Joliet gets ready for railroad bypass
By Bob Okon firstname.lastname@example.org January 15, 2013 10:58PM
Updated: February 17, 2013 6:37AM
JOLIET —The city is getting ready to start the Woodruff Road Bypass, a $2.9 million project being paid for by the CN railroad.
The new road will bypass the CN crossing at Woodruff Road, located just outside the railroad’s Joliet yard.
Bids for the work are scheduled to go out in February and to be awarded in March. The road is expected to be completed in September, said James Haller, Joliet’s director of community and economic development.
“It’s pretty straight-forward construction,” Haller said.
But the project has been in the works for two years. CN first proposed the bypass as a solution to long and frequent waits at Woodruff Road.
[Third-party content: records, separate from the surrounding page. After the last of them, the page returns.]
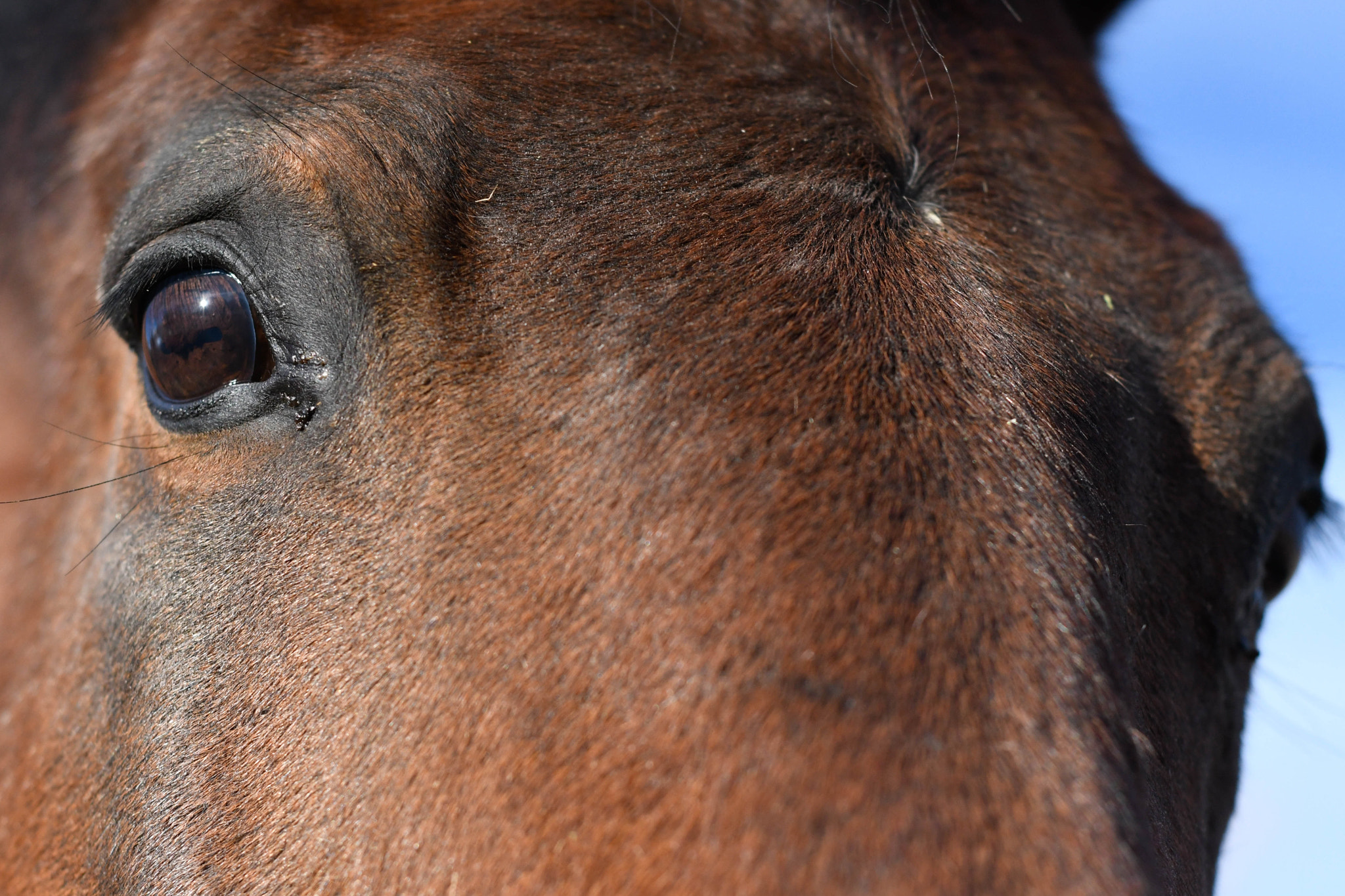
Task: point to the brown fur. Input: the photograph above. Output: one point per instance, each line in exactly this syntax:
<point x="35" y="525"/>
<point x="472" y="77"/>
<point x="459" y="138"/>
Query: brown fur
<point x="731" y="476"/>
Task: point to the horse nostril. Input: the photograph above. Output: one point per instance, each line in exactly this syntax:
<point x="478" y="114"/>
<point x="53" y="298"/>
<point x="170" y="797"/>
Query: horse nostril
<point x="198" y="335"/>
<point x="1285" y="554"/>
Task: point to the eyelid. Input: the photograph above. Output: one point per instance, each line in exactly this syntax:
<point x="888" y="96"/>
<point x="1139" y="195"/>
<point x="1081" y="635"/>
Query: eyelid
<point x="192" y="247"/>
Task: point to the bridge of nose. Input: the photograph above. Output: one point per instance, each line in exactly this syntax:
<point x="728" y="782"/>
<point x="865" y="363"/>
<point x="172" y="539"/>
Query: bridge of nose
<point x="708" y="457"/>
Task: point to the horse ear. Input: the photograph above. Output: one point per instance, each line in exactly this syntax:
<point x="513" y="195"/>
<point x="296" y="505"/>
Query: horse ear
<point x="1091" y="15"/>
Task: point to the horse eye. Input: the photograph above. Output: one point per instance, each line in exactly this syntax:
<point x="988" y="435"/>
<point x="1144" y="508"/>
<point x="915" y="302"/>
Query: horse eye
<point x="198" y="335"/>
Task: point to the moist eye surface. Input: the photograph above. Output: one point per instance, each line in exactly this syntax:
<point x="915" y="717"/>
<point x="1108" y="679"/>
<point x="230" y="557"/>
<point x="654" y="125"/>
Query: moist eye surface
<point x="198" y="335"/>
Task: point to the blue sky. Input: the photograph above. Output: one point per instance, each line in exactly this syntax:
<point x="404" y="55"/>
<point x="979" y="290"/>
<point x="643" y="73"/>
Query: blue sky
<point x="1241" y="104"/>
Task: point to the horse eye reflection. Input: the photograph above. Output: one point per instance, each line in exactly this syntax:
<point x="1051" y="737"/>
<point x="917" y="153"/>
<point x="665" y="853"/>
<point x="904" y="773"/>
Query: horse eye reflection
<point x="198" y="336"/>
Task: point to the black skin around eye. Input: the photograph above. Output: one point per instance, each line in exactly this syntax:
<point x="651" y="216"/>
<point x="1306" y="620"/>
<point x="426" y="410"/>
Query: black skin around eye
<point x="198" y="336"/>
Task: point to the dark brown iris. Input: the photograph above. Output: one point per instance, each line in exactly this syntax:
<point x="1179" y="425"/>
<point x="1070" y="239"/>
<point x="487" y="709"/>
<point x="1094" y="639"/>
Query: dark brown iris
<point x="198" y="336"/>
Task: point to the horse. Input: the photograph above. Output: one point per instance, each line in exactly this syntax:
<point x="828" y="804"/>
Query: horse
<point x="619" y="448"/>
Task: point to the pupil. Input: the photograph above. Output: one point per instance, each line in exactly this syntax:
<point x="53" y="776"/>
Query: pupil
<point x="198" y="336"/>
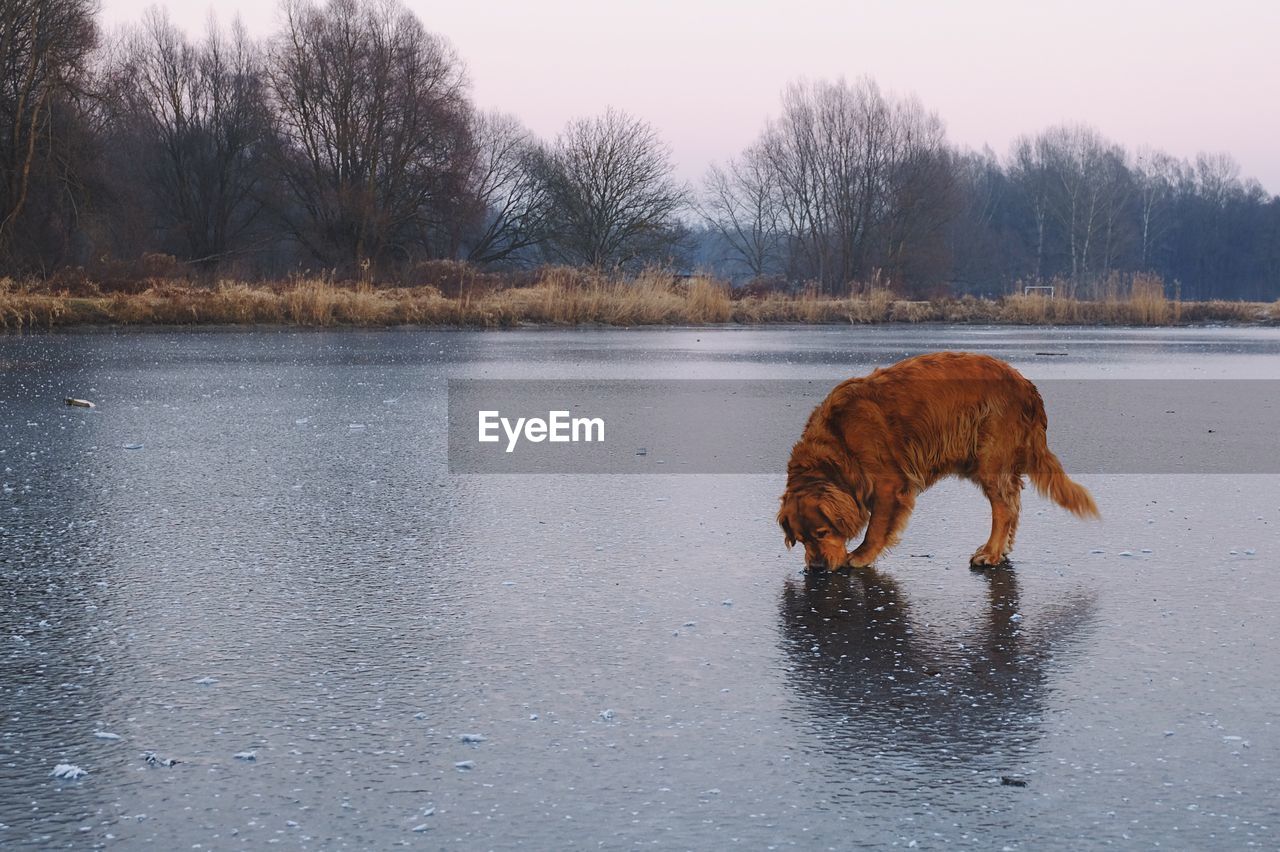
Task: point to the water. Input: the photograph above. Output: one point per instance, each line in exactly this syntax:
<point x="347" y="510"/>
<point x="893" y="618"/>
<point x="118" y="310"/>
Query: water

The crossing is one of the busiest in the area not only because of its proximity to the railroad yard, but because trains are moving at slow speeds as they decelerate while approaching the yard or just picking up speed as they depart.
The bypass will allow residents in the Forest Park neighborhood to avoid the trains altogether on the drive between home and Collins Street, one of the city’s major thoroughfares. The bypass will take them east along the tracks until they reach Collins Street just past a viaduct where the trains will move overhead.
Not everyone has been pleased with the project because it puts another half-mile on the drive to Collins Street.
But it should be an interesting drive since the road is being built right through a wall of the women’s prison section of the old Joliet Correctional Center. It also winds around a lake that is the remnant of an old stone quarry.
Haller said the scenic possibilities has stirred interest in either setting aside some of the land for forest preserve trails or park land. He noted that a Collins Street Task Force in 2007 received a consultant’s recommendation that a road be built in that area to open it up for development.
Meanwhile, the project has created some peace and quiet for the neighborhood. A target range used by state prison guards was moved from the area to make room for the road.
The city not only is not paying for the road but expects to get $77,500 from it.
The state has an incentive payment program to encourage local governments to close at-grade crossings for safety’s sake. The Joliet City Council on Tuesday approved a measure that should make the state money available.